Polarity and Ploidy in Peripheral Chondrosarcoma

Peripheral chondrosarcoma (PCS) remains a malignancy for which no treatments other than radical surgery have proven effective. Nonetheless, PCS is one of very few sarcomas which arise from known precursor lesions in the setting of a genetically well-understood heritable syndrome. PCS frequently demonstrates grossly invasive lobular growth patterns and aneuploidy despite generally low-grade histology. One possible explanation is that chondrosarcoma cells have lost their sense of direction. As preliminary data, we found not only misorientation, but a decrease in the presence of primary cilia in the osteochondromas that form in our previously published mouse genetic model of multiple osteochondromas by Ext1 disruption. We now report the first mouse genetic model of peripheral chondrosarcoma, which is completely penetrant. We propose to evaluate polarity in this new mouse model, by staining cilia with antibodies against acetylated microtubules in PCS chondrocytes or osteochondroma control chondrocytes from 9 month old mice in each genotype.

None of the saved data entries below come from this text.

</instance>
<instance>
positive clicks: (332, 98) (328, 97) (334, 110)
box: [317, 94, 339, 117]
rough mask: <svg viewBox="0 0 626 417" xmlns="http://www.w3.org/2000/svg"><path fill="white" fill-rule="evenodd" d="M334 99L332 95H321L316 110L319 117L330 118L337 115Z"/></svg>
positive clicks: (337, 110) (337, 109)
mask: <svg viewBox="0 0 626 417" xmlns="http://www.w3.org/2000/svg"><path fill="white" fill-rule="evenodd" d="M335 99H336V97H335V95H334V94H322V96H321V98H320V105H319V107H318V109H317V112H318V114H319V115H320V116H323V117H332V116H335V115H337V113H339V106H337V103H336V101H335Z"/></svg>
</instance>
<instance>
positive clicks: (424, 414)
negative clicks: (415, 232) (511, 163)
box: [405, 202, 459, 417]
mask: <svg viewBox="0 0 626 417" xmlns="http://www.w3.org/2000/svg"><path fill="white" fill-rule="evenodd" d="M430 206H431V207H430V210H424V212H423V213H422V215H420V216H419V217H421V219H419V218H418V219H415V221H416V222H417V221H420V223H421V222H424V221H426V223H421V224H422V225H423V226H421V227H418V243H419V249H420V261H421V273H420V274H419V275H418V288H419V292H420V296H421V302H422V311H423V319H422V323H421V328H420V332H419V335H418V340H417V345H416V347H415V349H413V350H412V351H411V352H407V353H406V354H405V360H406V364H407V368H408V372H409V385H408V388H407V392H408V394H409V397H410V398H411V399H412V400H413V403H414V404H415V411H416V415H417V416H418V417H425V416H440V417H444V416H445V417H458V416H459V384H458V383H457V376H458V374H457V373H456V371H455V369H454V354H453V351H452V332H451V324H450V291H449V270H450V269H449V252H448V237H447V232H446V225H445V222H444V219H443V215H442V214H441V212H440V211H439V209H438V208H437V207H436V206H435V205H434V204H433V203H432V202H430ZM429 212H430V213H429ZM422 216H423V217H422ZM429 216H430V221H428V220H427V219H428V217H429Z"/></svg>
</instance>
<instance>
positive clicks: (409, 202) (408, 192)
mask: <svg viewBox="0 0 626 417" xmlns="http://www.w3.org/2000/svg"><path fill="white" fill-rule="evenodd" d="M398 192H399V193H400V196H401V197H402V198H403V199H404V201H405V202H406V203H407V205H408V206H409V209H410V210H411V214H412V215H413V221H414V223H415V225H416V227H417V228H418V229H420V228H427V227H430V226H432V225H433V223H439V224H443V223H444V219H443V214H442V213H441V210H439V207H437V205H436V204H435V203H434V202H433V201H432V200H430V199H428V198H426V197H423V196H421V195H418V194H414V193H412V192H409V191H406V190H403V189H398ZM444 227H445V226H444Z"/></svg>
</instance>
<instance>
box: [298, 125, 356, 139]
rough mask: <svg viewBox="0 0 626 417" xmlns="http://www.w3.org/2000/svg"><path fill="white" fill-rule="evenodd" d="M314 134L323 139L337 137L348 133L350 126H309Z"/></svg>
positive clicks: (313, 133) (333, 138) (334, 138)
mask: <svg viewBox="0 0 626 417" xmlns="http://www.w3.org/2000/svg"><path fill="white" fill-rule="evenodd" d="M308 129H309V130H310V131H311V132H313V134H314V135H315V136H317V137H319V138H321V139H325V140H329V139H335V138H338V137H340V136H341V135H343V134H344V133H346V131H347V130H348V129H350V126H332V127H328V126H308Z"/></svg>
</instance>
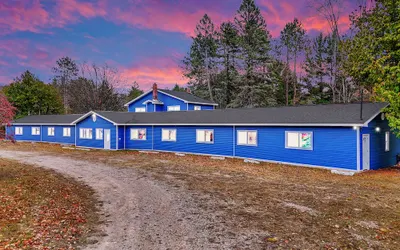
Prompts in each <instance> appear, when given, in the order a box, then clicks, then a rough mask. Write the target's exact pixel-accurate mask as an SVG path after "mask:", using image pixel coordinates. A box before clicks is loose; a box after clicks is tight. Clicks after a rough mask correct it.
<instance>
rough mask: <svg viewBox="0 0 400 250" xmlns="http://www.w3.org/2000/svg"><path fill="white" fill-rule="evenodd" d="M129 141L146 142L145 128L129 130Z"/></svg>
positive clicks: (140, 128)
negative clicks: (129, 138) (129, 133)
mask: <svg viewBox="0 0 400 250" xmlns="http://www.w3.org/2000/svg"><path fill="white" fill-rule="evenodd" d="M131 140H142V141H145V140H146V129H145V128H132V129H131Z"/></svg>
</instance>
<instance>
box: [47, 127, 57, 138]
mask: <svg viewBox="0 0 400 250" xmlns="http://www.w3.org/2000/svg"><path fill="white" fill-rule="evenodd" d="M50 131H52V132H53V133H50ZM55 135H56V128H55V127H48V128H47V136H55Z"/></svg>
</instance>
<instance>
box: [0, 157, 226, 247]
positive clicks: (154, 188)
mask: <svg viewBox="0 0 400 250" xmlns="http://www.w3.org/2000/svg"><path fill="white" fill-rule="evenodd" d="M0 157H3V158H9V159H16V160H19V161H21V162H24V163H29V164H37V165H39V166H41V167H44V168H49V169H54V170H56V171H58V172H60V173H63V174H66V175H69V176H71V177H73V178H77V179H78V180H82V181H83V182H84V183H86V184H88V185H89V186H91V187H92V188H93V189H94V190H95V191H96V192H97V194H98V196H99V200H100V201H101V202H102V203H103V206H102V210H103V213H104V214H103V219H104V220H105V224H104V226H103V231H104V233H105V234H104V235H105V236H104V237H99V238H98V239H95V240H98V242H97V243H95V244H94V245H90V246H88V247H87V249H216V248H218V249H223V248H228V246H225V247H224V246H223V245H221V244H218V245H217V244H213V243H210V242H209V236H210V233H209V232H207V231H206V229H205V228H206V227H207V220H206V219H204V217H203V216H202V215H201V212H199V211H198V209H197V208H196V207H193V202H192V199H193V197H191V196H190V195H186V194H183V193H181V192H178V191H176V190H173V188H170V187H167V186H165V185H163V184H161V183H157V182H155V181H154V180H151V178H149V177H147V176H146V175H145V174H143V173H139V172H138V171H137V170H135V169H133V168H118V167H111V166H107V165H104V164H98V163H96V164H95V163H91V162H86V161H78V160H73V159H71V158H65V157H56V156H50V155H46V154H40V153H38V152H34V153H33V152H32V153H30V152H17V151H4V150H0Z"/></svg>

We will further analyze DNA ploidy status using a histologically localizable strategy of fluorescent in situ hybridization to identify nuclear copy number of loci that are not focally aberrant in copy number by comparative genomic hybridization. Some genes converge on mechanisms that impact both polarity and ploidy at the level of the microtubule organizing center and the centriole, both of which function in ciliagenesis and mitotic spindle assembly. These pathways will be interrogated regarding the potential impact of Ext1 and tumor suppressor silencing by harvesting mouse chondrocytes and inducing the silencing of the conditional genes in vitro, permiting closely controlled conditions for profiling of expression of ciliagenesis/spindle assembly genes by quantitative PCR. This work is done in collaboration with a team verifying the findings in human specimens for joint publication that we anticipate will identify critical targets for further investigation in both PCS and other cancers.